Fund Survivorship: 30% of Funds Disappear
SPIVA finding (10-year period):
Weighted average: 30% of active funds merged or were liquidated over 10 years
Government bond funds: 55% disappearance rate
What this means:When funds perform terribly, they get closed. The data shows surviving funds. Actual underperformance is worse than reported—the worst performers are erased from history.
Performance Persistence: Past Winners Don't Repeat
The persistence problem (SPIVA finding):
An actively managed fund that beats its benchmark in one period rarely repeats in the next period.

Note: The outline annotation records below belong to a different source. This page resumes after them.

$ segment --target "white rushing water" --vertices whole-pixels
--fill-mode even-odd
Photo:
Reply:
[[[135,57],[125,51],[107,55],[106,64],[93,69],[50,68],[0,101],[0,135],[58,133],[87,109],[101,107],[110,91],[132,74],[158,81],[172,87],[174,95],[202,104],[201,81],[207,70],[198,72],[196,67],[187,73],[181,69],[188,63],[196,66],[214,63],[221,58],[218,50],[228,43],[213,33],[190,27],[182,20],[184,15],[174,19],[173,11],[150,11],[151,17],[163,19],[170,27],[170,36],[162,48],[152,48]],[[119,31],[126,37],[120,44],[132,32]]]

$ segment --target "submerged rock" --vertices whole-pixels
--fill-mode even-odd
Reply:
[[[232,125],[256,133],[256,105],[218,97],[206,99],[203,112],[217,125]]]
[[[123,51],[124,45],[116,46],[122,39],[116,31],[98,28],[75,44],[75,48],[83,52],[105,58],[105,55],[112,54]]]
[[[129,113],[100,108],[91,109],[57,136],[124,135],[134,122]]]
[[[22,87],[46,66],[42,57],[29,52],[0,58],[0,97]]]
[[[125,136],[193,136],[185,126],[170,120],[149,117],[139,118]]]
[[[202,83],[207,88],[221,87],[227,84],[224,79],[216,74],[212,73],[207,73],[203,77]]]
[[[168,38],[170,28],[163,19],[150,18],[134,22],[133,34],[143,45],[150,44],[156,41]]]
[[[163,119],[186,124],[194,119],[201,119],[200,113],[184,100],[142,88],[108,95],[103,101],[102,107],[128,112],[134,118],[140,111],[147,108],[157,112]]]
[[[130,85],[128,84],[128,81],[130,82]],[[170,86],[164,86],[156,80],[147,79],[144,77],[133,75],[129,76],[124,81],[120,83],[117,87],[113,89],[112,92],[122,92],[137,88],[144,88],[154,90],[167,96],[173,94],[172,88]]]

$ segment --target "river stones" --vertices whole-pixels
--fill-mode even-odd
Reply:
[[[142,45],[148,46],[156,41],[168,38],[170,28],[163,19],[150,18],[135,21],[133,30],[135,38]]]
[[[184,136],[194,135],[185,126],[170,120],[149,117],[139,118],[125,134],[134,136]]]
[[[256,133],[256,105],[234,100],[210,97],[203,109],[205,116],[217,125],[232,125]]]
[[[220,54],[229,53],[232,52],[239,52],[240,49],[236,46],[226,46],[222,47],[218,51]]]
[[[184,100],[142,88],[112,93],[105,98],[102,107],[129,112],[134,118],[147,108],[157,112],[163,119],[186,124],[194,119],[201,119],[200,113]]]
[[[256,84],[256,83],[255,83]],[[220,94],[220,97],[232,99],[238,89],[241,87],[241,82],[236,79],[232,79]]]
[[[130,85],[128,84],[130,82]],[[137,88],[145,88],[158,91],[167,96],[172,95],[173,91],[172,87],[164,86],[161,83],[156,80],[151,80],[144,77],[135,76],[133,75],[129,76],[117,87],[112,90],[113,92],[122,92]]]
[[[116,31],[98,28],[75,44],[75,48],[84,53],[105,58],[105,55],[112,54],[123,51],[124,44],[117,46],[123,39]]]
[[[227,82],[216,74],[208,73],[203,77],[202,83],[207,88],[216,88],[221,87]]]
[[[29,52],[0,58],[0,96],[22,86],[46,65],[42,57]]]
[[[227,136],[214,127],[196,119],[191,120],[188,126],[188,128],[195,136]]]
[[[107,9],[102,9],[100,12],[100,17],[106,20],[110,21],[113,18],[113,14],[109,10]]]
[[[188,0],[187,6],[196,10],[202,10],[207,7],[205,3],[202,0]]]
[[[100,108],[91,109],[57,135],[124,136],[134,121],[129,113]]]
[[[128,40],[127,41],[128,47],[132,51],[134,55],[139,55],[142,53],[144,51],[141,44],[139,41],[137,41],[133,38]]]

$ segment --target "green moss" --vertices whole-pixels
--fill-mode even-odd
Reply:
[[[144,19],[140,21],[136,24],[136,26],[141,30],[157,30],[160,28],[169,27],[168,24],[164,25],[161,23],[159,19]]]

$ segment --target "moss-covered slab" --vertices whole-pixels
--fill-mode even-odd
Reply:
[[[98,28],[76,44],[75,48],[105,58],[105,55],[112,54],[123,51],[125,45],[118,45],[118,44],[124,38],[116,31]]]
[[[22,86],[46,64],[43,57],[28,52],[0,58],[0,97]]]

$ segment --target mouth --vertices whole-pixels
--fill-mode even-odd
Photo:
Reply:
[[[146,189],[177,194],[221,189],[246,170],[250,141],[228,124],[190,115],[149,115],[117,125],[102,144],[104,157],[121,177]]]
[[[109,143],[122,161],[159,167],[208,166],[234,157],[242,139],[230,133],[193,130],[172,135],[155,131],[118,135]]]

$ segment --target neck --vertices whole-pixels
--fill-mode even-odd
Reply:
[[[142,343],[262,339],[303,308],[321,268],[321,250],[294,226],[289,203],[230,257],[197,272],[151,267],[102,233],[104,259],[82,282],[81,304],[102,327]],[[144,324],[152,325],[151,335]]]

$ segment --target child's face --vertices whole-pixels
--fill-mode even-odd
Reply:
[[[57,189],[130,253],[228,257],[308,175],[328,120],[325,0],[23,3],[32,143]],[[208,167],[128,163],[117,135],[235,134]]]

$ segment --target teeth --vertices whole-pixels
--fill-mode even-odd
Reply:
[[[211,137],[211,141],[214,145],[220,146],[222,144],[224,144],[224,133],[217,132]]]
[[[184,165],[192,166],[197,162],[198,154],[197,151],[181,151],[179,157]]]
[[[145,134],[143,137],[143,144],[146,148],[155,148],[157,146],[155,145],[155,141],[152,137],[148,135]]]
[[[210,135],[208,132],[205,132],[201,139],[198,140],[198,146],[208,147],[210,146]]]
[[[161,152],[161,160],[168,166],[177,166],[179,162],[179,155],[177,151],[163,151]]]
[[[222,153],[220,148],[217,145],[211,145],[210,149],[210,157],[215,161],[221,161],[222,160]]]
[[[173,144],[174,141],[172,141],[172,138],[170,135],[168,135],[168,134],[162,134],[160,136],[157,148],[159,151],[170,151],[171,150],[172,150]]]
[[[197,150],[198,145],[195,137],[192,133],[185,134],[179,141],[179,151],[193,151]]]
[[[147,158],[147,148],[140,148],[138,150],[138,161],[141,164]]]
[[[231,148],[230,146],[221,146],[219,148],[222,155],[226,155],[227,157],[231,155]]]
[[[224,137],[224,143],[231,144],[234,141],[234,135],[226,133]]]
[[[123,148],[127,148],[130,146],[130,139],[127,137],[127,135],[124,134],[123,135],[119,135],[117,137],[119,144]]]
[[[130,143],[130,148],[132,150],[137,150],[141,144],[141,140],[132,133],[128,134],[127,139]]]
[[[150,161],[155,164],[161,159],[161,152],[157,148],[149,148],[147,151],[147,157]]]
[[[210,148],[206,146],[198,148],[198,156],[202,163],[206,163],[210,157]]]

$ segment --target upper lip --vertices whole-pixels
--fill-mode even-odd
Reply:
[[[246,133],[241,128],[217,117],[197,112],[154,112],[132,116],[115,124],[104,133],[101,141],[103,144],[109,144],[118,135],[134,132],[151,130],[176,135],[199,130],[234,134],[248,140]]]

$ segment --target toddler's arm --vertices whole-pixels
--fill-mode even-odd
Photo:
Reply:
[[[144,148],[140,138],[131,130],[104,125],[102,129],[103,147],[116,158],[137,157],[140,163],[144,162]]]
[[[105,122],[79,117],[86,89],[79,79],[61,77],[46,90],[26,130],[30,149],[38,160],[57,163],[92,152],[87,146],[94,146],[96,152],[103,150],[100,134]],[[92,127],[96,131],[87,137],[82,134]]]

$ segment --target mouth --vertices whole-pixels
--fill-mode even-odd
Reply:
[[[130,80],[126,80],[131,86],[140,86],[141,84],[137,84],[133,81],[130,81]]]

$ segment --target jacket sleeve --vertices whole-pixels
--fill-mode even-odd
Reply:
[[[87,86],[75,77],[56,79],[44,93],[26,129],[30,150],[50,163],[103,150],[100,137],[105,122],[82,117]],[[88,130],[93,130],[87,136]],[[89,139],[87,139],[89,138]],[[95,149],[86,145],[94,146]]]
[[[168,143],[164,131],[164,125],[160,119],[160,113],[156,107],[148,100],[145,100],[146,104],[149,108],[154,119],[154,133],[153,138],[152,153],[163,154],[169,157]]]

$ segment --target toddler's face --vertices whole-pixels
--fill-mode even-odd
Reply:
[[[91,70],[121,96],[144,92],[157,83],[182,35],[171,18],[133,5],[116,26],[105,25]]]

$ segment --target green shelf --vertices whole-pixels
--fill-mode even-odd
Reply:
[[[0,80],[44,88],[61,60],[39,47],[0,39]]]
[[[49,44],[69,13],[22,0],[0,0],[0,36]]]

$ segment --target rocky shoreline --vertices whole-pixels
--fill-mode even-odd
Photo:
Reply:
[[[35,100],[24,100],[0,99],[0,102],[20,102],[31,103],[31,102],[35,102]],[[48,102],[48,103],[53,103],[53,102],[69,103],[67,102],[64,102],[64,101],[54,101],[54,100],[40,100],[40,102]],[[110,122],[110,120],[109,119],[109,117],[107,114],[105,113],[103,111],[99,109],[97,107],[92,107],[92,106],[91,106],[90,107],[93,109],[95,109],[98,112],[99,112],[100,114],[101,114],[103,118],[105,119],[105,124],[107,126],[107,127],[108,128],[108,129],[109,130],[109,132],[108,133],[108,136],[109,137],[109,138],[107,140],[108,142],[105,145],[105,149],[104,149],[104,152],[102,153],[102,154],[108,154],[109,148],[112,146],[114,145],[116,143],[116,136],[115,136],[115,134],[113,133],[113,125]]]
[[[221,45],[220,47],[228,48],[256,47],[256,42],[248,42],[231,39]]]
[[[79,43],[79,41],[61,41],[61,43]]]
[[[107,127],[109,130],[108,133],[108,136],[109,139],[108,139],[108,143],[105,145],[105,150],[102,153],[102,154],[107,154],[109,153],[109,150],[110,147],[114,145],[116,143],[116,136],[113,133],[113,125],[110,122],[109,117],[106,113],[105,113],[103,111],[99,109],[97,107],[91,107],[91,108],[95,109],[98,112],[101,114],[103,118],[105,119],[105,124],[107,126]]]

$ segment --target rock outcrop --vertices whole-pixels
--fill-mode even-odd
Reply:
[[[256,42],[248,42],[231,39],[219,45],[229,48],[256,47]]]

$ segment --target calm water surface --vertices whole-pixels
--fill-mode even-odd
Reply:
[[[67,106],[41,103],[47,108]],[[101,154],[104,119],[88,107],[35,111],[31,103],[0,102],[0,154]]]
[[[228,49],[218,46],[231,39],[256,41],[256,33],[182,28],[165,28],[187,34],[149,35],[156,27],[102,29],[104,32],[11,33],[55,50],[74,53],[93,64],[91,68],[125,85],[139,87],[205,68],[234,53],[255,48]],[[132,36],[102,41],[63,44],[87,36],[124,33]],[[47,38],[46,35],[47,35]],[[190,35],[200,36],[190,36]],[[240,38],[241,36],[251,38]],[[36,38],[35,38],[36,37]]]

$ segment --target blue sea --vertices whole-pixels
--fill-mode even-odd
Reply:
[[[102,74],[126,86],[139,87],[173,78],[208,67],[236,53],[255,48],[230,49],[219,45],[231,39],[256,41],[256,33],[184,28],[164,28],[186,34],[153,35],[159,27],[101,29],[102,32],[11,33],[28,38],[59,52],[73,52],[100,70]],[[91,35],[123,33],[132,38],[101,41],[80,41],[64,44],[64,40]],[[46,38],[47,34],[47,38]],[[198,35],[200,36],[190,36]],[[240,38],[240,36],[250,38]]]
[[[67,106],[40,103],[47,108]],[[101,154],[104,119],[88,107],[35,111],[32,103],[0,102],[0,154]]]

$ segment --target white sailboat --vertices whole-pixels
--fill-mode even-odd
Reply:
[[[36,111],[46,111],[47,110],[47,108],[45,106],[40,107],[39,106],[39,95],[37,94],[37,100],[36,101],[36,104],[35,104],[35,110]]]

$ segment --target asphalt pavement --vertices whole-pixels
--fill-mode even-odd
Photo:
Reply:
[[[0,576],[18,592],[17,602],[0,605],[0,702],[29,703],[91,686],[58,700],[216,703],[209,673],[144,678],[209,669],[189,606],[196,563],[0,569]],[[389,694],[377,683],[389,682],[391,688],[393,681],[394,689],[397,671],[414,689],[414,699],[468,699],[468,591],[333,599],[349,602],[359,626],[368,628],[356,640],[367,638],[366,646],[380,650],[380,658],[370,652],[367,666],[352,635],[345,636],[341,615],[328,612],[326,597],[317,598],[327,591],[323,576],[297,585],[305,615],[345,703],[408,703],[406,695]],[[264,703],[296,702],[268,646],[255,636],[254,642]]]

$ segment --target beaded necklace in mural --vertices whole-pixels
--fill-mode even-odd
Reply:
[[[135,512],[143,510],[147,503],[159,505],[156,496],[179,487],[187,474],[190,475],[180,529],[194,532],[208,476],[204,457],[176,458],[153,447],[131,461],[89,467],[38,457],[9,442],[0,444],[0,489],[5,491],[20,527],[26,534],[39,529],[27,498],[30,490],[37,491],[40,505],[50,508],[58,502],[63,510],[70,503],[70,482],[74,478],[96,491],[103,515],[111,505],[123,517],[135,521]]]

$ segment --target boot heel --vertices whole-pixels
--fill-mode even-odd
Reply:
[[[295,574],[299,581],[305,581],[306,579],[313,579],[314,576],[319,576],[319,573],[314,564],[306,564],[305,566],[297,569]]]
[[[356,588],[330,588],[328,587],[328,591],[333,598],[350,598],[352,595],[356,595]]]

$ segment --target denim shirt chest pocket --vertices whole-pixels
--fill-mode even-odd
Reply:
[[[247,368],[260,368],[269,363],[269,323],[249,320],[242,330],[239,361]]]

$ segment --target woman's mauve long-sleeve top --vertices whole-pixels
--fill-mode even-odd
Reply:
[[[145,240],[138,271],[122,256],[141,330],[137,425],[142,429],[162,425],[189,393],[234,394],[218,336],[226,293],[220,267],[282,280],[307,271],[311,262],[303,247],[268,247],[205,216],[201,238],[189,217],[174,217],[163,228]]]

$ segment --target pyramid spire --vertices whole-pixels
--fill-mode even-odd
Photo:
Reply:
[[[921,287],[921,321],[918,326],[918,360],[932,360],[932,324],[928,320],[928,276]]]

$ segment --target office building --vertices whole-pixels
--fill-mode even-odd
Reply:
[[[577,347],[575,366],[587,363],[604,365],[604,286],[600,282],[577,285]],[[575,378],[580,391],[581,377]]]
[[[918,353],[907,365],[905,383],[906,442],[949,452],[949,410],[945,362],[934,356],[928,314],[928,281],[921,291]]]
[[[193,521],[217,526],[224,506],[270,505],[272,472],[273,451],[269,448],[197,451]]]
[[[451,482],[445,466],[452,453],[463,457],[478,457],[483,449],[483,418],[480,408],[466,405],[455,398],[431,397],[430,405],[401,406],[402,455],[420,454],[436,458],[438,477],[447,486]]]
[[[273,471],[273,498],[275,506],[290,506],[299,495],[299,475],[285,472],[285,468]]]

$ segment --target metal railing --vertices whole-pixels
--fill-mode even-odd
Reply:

Implication: You cannot reliably identify future outperformers by looking at past performance. Last year's winner is often next year's loser.
Risk-Adjusted Returns: Active Still Underperforms
Even adjusting for volatility (risk-adjusted returns), active underperforms:
10-Year Risk-Adjusted Performance:
Large-cap funds: 75% underperformance
Mid-cap funds: 48% underperformance
Debt funds: 89% underperformance
Translation: Even accounting for volatility differences, most active funds fail to justify their fees.
The Only Category Where Active Might Win: ELSS in Specific Periods
In 2024, ELSS funds showed 45% underperformance (55% outperformance)—the only category where majority of active funds beat benchmarks.
Why? According to SPIVA: ELSS funds tilt toward smaller-cap stocks. In 2024, small-caps outperformed large-caps, creating outperformance opportunity.
Caveat: This is temporary. Over 10 years, 87% of ELSS still underperform.
Actual Returns: What Investors Actually Got
From SPIVA Report - 10-Year Average Returns (Equal-Weighted):
Category | Benchmark Return | Average Active Fund Return | Underperformance |
Large-Cap | 13.75% | 12.03% | 1.72% |
ELSS | 14.56% | 12.49% | 2.07% |
Mid-/Small-Cap | 19.41% | 13.58% | 5.83% |
Translation:
Large-cap investors who used active funds got 1.72% less annually
ELSS investors got 2.07% less annually
Mid/small-cap investors got 5.83% less annually
Over 10 years at these rates:
₹10 lakh in large-cap index: ₹35.61 crore
₹10 lakh in large-cap active: ₹31.88 crore
Loss: ₹3.73 crore from underperformance
Verdict by Category
Category | Verdict | Recommendation |
Large-Cap | 73-74% underperformance | Use Nifty 50 index fund |
ELSS | 87% underperformance (10-yr) | Use index fund or carefully selected active |
Mid-/Small-Cap | 82% underperformance | Use index fund or top-quartile active |
Composite Bond | 98.5% underperformance | Use bond index or bank FDs |
Govt Bonds | 82% underperformance | Use bond index or bank FDs |
Your Evidence-Based Action Plan
Start here (Passive Portfolio):
60% Nifty 50 Index Fund (0.05-0.12% ER)
Guaranteed to beat 73-74% of large-cap active funds
Why: Large-cap is efficiently priced
20% Nifty Next 50 Index Fund (0.08-0.15% ER)
Beats majority of mid-cap active funds over 10 years
Why: Lower concentration than Nifty 50
15% Nifty Smallcap 50 Index Fund (0.10-0.20% ER)
Outperforms 82% of active small-cap funds
Why: Active managers can't consistently outperform small-cap either
5% Liquid Fund or Bank FD (5-6.5% return)
Emergency buffer and stability
Expected return: ~13-14% CAGR (beats 73-82% of active fund portfolio returns)
If You Must Use Active Funds
Only if:
Beats benchmark 6-8 of last 10 years (consistent outperformance, not luck)
Outperforms by 1%+ annually after fees (not just 0.2%; within luck margin)
Expense ratio below 1% for equity (higher makes beating benchmark nearly impossible)
Same manager 5+ years (verify manager built the track record, not inherited it)
Portfolio share max 20-30% (don't concentrate; fund selection risk is real)
Only allocate to active in mid-cap/small-cap where SPIVA shows more dispersion.
The Bottom Line: What SPIVA India Proves
Verified by official SPIVA data:
Large-cap: 73-74% of active funds underperform over 10 years → Use passive
ELSS: 87% underperform over 10 years → Use passive
Mid/small-cap: 82% underperform over 10 years → Use passive
Composite bonds: 98.5% underperform over 10 years → Use passive or FDs
Govt bonds: 82% underperform over 10 years → Use passive or FDs
Fund survivorship: 30% of funds disappeared over 10 years (actual underperformance worse than data shows).
Performance persistence: Weak (past winners don't repeat).
Fund selection risk: High—huge gap between top and bottom quartile.